データストア エージェントは特別なタイプの Dialogflow エージェントで、ウェブサイトのコンテンツとアップロードされたデータに基づいて LLM で生成されたエージェントのレスポンスを提供できます。
このエージェントを作成するには、エージェントの作成時にデータストアを指定します。
データストア エージェントには、データストア ハンドラと呼ばれる特別な状態ハンドラがあります。これらのデータストア ハンドラを使用して、データストア エージェントはエンドユーザーとコンテンツについて会話できます。
制限事項
次の制限が適用されます。
- 現在、この機能は一般提供の一部の言語のみをサポートしています。言語のリファレンスのデータストアの列をご覧ください。
- 次のリージョンのみがサポートされています。
global
、us
マルチリージョン、eu
マルチリージョン。
アクセス制御
プロジェクト オーナーの場合は、データストア エージェントの作成に必要なすべての権限が付与されています。プロジェクト オーナーでない場合は、次のロールが必要です。
- Dialogflow Admin
- ディスカバリー エンジン管理者
詳細については、Dialogflow アクセス制御ガイドをご覧ください。
データストア エージェントの作成
データストア エージェントを作成するには:
- まだ行っていない場合は、Dialogflow のsetup手順に沿って操作してください。
Google Cloud コンソールで、[検索と会話] ページに移動します。
コンソールのプルダウンからプロジェクトを選択します。
API をまだ有効にしていない場合は、利用規約を読んで同意し、[続行して API を有効にする] をクリックします。

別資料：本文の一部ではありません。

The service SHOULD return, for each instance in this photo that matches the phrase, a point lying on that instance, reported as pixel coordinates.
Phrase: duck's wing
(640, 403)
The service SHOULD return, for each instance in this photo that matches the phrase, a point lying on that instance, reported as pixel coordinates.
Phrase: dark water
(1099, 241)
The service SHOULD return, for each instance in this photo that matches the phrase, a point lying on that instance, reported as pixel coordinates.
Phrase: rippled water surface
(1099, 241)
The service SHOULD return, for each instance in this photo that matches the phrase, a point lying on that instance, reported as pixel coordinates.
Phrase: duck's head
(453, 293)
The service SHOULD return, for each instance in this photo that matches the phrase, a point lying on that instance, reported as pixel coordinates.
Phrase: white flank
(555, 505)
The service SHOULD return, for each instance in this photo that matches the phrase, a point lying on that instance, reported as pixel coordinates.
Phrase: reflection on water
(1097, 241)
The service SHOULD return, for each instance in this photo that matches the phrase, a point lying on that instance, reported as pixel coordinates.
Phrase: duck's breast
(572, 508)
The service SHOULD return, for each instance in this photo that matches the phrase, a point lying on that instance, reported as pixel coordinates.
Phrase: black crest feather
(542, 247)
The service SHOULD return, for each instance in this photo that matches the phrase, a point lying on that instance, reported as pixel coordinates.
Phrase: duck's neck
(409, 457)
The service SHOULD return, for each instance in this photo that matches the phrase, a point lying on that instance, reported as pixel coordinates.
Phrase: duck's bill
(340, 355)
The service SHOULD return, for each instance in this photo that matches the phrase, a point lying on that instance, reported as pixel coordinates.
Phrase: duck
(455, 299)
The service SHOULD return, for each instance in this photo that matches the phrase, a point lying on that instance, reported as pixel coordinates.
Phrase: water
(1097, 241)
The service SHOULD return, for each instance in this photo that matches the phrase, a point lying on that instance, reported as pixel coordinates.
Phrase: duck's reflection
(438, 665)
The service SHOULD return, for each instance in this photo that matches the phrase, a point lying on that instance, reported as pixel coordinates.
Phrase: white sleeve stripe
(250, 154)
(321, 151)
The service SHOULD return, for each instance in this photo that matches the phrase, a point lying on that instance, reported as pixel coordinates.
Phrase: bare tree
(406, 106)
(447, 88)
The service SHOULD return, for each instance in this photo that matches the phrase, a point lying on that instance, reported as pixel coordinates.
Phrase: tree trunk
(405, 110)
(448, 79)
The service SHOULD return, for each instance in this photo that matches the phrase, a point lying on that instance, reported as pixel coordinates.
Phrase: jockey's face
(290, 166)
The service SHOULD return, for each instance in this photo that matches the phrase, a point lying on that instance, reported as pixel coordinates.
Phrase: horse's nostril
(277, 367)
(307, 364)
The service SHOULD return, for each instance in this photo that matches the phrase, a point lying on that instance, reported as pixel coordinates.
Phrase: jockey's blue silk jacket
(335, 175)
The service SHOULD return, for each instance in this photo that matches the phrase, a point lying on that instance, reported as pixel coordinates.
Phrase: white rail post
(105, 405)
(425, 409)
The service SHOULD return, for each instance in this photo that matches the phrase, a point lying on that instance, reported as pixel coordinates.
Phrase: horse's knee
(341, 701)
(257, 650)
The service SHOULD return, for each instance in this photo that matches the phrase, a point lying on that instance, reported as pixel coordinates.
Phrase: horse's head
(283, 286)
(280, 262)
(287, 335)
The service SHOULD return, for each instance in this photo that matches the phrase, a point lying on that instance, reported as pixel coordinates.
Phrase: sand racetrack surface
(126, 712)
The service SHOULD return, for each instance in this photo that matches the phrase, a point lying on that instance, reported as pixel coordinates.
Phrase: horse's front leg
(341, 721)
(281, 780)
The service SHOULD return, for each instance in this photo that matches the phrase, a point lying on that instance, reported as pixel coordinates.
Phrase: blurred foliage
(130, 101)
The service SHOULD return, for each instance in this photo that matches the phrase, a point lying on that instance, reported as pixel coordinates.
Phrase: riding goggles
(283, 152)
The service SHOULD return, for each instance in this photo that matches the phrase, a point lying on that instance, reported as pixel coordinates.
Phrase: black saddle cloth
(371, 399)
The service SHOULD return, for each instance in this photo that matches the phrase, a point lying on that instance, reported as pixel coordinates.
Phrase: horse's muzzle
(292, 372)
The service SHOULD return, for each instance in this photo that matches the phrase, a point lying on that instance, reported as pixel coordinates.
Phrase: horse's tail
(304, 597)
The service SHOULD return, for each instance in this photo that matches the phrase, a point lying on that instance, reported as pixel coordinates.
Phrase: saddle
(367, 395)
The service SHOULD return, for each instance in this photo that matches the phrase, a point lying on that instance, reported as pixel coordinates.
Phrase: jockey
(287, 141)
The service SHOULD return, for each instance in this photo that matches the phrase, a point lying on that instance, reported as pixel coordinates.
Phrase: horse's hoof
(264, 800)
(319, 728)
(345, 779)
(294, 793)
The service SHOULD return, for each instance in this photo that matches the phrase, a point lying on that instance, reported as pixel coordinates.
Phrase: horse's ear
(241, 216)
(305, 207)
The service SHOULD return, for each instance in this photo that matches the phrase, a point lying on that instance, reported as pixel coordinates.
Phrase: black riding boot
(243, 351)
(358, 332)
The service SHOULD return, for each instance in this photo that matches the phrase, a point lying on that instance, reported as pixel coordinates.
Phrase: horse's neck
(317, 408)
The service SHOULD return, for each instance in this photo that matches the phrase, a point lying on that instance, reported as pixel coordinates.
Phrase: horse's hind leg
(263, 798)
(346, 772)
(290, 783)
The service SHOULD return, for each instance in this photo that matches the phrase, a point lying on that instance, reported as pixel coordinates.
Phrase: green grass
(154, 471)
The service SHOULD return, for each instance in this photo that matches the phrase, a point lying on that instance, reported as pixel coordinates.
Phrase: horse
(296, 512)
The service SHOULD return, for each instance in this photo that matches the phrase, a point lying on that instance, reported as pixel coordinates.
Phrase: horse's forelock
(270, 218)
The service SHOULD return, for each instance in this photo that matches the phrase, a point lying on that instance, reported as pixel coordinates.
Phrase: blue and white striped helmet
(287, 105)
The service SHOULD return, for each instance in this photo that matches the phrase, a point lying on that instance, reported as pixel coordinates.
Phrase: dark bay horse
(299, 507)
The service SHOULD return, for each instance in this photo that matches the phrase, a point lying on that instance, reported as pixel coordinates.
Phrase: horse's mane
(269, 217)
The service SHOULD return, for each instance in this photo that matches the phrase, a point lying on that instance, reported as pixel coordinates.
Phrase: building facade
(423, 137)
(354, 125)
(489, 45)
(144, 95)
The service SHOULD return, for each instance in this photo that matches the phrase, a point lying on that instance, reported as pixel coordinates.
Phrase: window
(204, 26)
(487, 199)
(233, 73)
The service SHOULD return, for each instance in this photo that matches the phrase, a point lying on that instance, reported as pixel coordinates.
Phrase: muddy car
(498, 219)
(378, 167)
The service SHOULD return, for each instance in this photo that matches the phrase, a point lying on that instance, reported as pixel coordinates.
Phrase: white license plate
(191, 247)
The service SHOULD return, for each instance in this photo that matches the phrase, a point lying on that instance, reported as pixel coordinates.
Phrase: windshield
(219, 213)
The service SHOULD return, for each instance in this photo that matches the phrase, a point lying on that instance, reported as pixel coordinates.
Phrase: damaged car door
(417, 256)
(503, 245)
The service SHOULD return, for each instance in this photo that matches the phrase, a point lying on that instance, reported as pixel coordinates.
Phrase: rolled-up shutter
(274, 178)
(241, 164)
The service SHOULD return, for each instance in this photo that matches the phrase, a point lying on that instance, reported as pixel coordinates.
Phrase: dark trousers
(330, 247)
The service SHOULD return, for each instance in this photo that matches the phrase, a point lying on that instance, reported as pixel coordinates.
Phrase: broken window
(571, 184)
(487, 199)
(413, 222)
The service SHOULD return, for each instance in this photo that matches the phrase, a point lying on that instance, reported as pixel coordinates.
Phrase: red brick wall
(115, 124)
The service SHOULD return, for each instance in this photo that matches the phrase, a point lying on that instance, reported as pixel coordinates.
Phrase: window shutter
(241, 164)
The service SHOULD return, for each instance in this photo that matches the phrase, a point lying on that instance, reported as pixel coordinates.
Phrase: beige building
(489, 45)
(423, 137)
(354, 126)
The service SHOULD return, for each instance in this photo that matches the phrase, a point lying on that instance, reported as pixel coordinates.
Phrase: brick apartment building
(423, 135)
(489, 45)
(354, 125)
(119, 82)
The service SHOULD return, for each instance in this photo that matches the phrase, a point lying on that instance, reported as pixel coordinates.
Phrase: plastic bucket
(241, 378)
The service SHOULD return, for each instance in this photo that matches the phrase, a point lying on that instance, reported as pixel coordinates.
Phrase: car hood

[Create a New App] または [New App] をクリックします。
[Chat] を選択します。
[エージェント構成] セクションに会社名を入力します。
タイムゾーンと言語の設定セクションを展開します。
タイムゾーンを選択します。
デフォルトの言語を選択
[エージェント名] セクションにエージェント名を入力します。
[エージェントのロケーション] セクションで、リージョンまたはマルチリージョンを選択します。
[続行] をクリックします。
次のいずれかの方法で、データストアをエージェントに接続します。
[作成] をクリックします。
エージェントが作成され、使用可能なデータストア ページに自動的にリダイレクトされます。このページでは、必要に応じてデータストアを追加できます。
ウェブサイト用の新しいデータストアを作成した場合は、ドメインを確認する必要があります。
Dialogflow CX でエージェントを開くには、左パネルで [プレビュー] をクリックします。Dialogflow CX コンソールでは、データストア ハンドラの編集または追加、エージェントのデプロイ、必要に応じて、データストアでカバーされていないシナリオを処理するフローを追加します。
エージェントをテスト
エージェントをテストするには、Dialogflow CX シミュレータを使用します。
エージェントの生成レスポンスを改善する
テスト中に一部の回答が期待どおりでない場合は、次のことを試してください。
特定の質問のよくある質問エントリを追加することで、回答を上書きできます。
Dialogflow コンソールで、エージェントをさらにカスタマイズできます。コンソールに移動するには、コンソールで使用可能なエージェントのリストでエージェントの名前をクリックします。次に、Dialogflow の [エージェントの設定] ページを開き、[ML] タブに移動して、[生成 AI] サブタブに移動して、ソース別にトラフィック データを分類します。次のカスタマイズが可能です。
根拠づけの信頼度
接続されているデータストアのコンテンツから生成されたレスポンスごとに信頼度レベルを評価します。信頼度レベルは、レスポンス内のすべての情報がデータストアの情報でサポートされている信頼度を測定します。希望する最も低い信頼度レベルを選択して、許可するレスポンスの種類をカスタマイズできます。そのレベルよりも厳密に低い信頼度でレスポンスが返される場合、その信頼度は表示されません。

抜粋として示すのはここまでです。